2.3.3 P hacking

     

Les termes p hacking ou data dredging désignent l’adaptation de l’analyse statistique en cours de réalisation, en fonction des résultats qu’elle produit. Ces adaptations peuvent concerner aussi bien la méthode statistique (choix de la méthode, transformation de variables, choix des covariables d’ajustement, etc.) que le jeu de données (exclusion de patients, gestion des évènements intercurrents, restriction de l’analyse à une sous population, etc.).

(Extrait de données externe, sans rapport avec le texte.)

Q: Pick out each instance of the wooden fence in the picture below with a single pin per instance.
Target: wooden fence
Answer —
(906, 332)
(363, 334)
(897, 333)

Ces adaptations sont d’autant plus faciles à effectuer que l’étude nécessite une analyse statistique complexe, comme avec les études observationnelles par exemple.

Avec cette pratique, il est ainsi possible d’orienter les résultats dans la direction souhaitée, tout du moins en termes de signification statistique (d’où le nom de p hacking ) [17 , 18] .

Il a ainsi été montré qu’avec un même jeu de données, confié à des équipes scientifiques différentes ayant des conceptions théoriques antithétiques, il était possible d’obtenir des résultats très différents et même opposés [19 , 20] . L’étude perd ainsi sa valeur scientifique (assurée par le fait que la réponse à la question posée est fournie uniquement par les données) pour devenir une simple opération à produire les résultats escomptés. Il ne s’agit plus d’un test loyal d’une hypothèse thérapeutique où seule la réalité pourra la réfuter ou la confirmer, mais d’une démarche de recherche active de la façon d’analyser des données afin d’obtenir un résultat le plus proche de la réponse voulue ! Un p-hacking reverse a aussi été mis en évidence où l’analyse statistique est construite pour ne pas donner de différence significative [21] .

Cette potentialité peut être aussi illustrée par le concept de vibration des effets [18] . Il s’agit de visualiser l’ampleur suivant laquelle « vibrent » les différents résultats (taille d’effet et p value) obtenus par toutes les possibilités d’analyse d’une même recherche d’association. Ces vibrations peuvent déboucher dans certains cas sur des effets Janus où des résultats opposés sont obtenus à partir du même jeu de données.

Dans la littérature ces aspects sont souvent introduits par l’aphorisme dû à Ronald Coase : « if you torture the data long enough, it will confess to anything » note n° 5 . On parle aussi de data-dredging ou partie de pêche [22 , 23] .

La solution réside dans la conception a priori de l’analyse statistique, complètement indépendante des données et des résultats produits. Cela est obtenu par l’élaboration d’un plan d’analyse statistique (statistical analysis plan , SAP) en amont de la disponibilité des données. Ainsi aucune adaptation de la stratégie d’analyse ne peut s’effectuer au moment de sa réalisation (sans que cela soit détectable en comparant le plan d’analyse statistique et l’analyse effectivement réalisée).

En pratique il faut bien ici distinguer « stratégie » et « modalités ». Les caractéristiques des variables peuvent amener à modifier les modalités d’analyses dans le respect de la stratégie définie. Les possibilités d’adaptation ou les différents choix qui devront être fait au regard des caractéristiques des variables peuvent tout à fait être spécifié dans le PAS avant que les données ne soient rendues disponibles.

Cependant, pour les études réalisées a posteriori (on parle aussi d’études historiques) sur données secondaires, le SAP sera par définition élaboré alors que les données sont déjà disponibles. Pour donner la garantie de l’absence de tout p hacking (choix post hoc des variables d’ajustements, de la population d’analyse, des définitions des expositions et des critères de jugement), de publication sélective en fonction des résultats, de HARKing ou autre opération de data dredging, il est impératif que soit explicitement mentionné dans le protocole et le rapport de l’étude que l’analyse a été conçue indépendamment des données et des résultats produits [24] .

Pour lever ces réserves, ces études doivent donner la garantie qu’elles ont bien procédé à une validation prospective a priori sur des données historiques d’une hypothèse formulée a priori. L’enregistrement des protocoles et des plans d’analyses statistiques, l’utilisation d’algorithme standard de phénotype, la transparence et l’attestation explicite de l’absence de ces pratiques par les investigateurs sont des éléments permettant de lever ces réserves [24 , 25 , 26] .

L’initiative ENCePP et le ENCePP sceal avec dépôt préalable des protocoles d’études façon clinicaltrials.gov pourraient ici être mentionné comme exemple d’initiative permettant de vérifier la concordance entre la démarche finale et la conception initiale de l’étude.